Requerimento de Audiência do Comitê dos Empregados da DATAPREV com a Ministra da Gestão e Inovação em Serviços Públicos para discussão do Teletrabalho
Para: Ministra da Gestão e Inovação em Serviços Públicos - Esther Dweck; Assessoria da Presidência da República
Prezado(a), o referido abaixo assinado tem a finalidade de viabilizar uma audiência pública entre o Comitê de Empregados (GT de Teletrabalho) e a Ministra da Gestão e Inovação em Serviços Públicos - Esther Dweck, pelo seguinte contexto fático:
Segundo a Ministra da Gestão e Inovação em Serviços Públicos, Esther Dweck, “Nossa missão é fomentar a transformação e inovação do Estado numa direção republicana e democrática”, e que, para isso aconteça, a Dataprev é considerada parceira estratégica e um “trunfo essencial”(https://dataprev.gov.br/noticias/governo-quer-transformacao-do-estado-numa-direcao-democratica)

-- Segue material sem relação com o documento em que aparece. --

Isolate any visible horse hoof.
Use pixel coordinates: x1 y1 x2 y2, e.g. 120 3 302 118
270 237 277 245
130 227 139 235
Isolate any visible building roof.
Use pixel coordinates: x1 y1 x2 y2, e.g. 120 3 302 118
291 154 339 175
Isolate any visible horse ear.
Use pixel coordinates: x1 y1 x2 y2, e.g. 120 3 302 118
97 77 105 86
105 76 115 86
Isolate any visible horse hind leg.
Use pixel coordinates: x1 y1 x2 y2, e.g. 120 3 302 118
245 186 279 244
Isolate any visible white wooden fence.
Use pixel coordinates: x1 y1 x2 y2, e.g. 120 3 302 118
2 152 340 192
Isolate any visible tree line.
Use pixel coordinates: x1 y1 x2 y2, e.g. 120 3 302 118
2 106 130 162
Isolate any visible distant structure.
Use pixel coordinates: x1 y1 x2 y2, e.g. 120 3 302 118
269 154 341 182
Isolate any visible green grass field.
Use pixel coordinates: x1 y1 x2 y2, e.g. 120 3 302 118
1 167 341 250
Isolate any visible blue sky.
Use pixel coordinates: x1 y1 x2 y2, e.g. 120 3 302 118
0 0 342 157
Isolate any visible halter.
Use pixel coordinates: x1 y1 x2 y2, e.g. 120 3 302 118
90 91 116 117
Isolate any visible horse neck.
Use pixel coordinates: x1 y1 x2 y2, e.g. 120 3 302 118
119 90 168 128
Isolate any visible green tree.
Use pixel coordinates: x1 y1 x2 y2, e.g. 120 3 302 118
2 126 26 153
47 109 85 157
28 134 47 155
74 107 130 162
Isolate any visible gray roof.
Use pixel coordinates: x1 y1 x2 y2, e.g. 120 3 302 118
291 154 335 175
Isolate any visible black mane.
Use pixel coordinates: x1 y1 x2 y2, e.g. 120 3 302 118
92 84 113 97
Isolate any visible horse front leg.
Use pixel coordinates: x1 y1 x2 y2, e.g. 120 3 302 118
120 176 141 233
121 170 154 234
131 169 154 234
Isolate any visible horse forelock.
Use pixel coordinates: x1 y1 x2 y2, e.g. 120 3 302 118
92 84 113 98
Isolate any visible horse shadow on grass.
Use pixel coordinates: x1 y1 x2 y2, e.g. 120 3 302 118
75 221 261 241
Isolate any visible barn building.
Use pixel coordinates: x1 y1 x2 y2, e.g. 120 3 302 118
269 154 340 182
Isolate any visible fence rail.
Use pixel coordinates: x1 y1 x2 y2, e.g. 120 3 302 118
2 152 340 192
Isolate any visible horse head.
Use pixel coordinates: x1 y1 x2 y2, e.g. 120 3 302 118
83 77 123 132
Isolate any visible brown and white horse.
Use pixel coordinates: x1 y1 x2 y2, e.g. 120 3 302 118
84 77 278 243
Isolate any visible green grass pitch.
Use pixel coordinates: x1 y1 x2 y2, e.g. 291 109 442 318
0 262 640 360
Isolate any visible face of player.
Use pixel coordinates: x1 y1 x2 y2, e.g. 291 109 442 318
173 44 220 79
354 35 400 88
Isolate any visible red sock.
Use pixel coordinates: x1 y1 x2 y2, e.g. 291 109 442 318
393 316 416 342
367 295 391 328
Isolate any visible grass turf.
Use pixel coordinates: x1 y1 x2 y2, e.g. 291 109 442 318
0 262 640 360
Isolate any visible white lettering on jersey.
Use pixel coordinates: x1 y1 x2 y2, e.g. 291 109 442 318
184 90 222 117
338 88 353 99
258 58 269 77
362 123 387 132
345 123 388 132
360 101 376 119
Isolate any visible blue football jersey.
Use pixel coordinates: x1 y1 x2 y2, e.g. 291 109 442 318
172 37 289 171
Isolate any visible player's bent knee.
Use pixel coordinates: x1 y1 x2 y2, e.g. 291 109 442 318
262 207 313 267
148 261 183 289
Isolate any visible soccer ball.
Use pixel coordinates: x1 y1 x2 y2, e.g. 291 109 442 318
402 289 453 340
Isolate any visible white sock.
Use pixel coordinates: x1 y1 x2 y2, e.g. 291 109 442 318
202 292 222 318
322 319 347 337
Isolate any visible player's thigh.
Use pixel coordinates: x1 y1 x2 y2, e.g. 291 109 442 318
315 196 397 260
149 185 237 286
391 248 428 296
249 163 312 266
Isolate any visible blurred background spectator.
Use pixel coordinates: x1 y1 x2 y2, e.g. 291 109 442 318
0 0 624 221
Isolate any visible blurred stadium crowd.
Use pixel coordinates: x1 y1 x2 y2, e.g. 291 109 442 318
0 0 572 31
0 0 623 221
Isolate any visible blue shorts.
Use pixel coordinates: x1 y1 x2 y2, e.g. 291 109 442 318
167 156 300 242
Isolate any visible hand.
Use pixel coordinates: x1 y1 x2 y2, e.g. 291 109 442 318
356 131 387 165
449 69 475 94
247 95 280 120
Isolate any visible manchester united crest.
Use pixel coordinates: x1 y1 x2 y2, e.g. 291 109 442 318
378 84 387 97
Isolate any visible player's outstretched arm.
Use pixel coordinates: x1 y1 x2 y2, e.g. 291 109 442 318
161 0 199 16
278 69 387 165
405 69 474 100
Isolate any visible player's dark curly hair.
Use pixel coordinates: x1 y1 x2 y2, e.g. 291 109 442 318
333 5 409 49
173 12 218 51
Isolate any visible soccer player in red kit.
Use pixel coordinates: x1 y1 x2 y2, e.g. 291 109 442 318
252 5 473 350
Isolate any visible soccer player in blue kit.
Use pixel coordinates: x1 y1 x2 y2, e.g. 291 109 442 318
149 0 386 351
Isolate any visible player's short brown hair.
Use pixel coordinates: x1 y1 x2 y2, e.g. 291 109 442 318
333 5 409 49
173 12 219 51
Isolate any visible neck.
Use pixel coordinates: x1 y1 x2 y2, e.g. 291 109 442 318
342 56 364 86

No entanto, a DATAPREV passa atualmente por um momento de grande aflição e apreensão.
Dado o sucesso alcançado no atendimento as demandas da sociedade no período da pandemia, o regime de teletrabalho foi formalizado e instituído oficialmente na empresa no final de 2021. Posteriormente, em negociações entre os órgãos colegiados da empresa e a FENADADOS, ficou estabelecido que não haveria impedimento geográfico para desenvolvimento das atividades laborais, podendo os trabalhadores residirem em qualquer localidade do território nacional.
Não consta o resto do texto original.